Draft 2 Complete Wahlberg, Colley, Gleeson : DRAFT not for quotation : Improving Teaching and Learning - a genealogy : ECER Sept 05 1

Improving Teaching and Learning in Further Education:

Towards a Genealogy

Madeleine Wahlberg, University of Warwick

Helen Colley, Manchester Metropolitan University

Denis Gleeson, University of Warwick

Paper presented at the European Conference on Educational Research, University College Dublin, 7-10 September 2005.

ABSTRACT

Lifelong learning is now central to Europe’s employment strategy and policies for social inclusion. One of six ‘key messages’ in the European Commission’s Communication on lifelong learning (EC, 2001) is the need for ‘innovative pedagogy’, yet it has little to say about new approaches to teaching and learning. This has been a particular problem for post-school education in the last 25 years, as young people across Europe have disengaged from further education (FE) in large numbers (Evans and Niemeyer, 2004). There is a need for pedagogies which are effective both in equipping young people for worthwhile employment and in developing them as lifelong learners. Yet, in comparison with compulsory schooling and higher education, there is little research on further education, and even less on its pedagogical theories and practices.

In the UK, there has been a recent spate of interest in improving teaching and learning in FE that almost borders on a moral panic.
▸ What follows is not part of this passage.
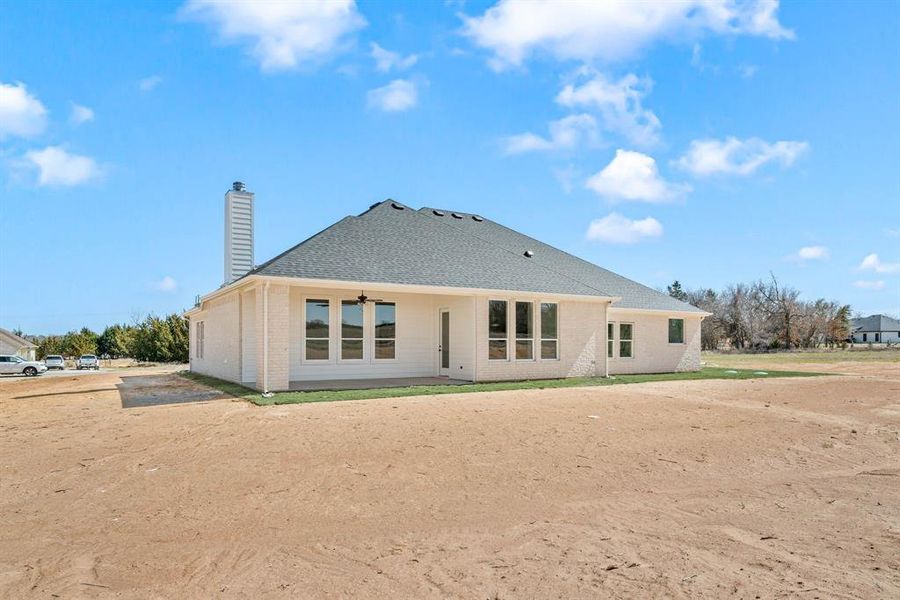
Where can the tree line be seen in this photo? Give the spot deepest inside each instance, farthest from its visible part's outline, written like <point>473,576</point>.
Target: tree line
<point>764,315</point>
<point>155,339</point>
Following decades of reforms to FE provision, during which time its pedagogy was largely taken as a given, there is today greater recognition across a wide spectrum of opinion that it is the improvement of pedagogy that drives – or should do – the quality of vocational education and training (VET), not the provision itself. This dawning of awareness is not, however, without its problems: not least because policy-makers know little about FE practice on the ground and, as a consequence, remain wedded to a restricted discourse of audit, inspection and market-driven reform. Although the well-received report from the Tomlinson Committee of Enquiry into 14-19 Education (2005) perceived the rationalisation of provision as predominantly one of curriculum and qualification reform, it made no reference to changing cultures of teaching and learning which, we will argue, are key drivers for VET reform. But despite widespread support for the proposals it did make, the Tomlinson Report was rejected by the government in their recent White Paper on 14-19 Education and Skills (DfES, 2005).

In this paper, we begin by identifying two dominant and competing paradigms of pedagogy in FE. After outlining our research project on transforming learning cultures in FE and its methodology, we review the transformation of teaching and learning in FE over the last 50 years. This genealogical review focuses on changing discourses about improving teaching and learning in the sector, and analyses in detail the shifting balance and tensions between the two dominant paradigms at one key moment when pedagogy itself took centre-stage in these debates. Although this paper draws upon case studies of English FE, it offers a more generalisable theoretical approach and research agenda relevant in different European contexts. It demonstrates the significance of specific traditions of vocational education and training, and their assumptions about pedagogy, to the endeavour of improving teaching and learning for the future. It also suggests that, whatever the national context, a cultural perspective on learning may offer a deeper understanding of what we already do, and how it might be transformed for the better. We will return to explore this broader applicability in our conclusions.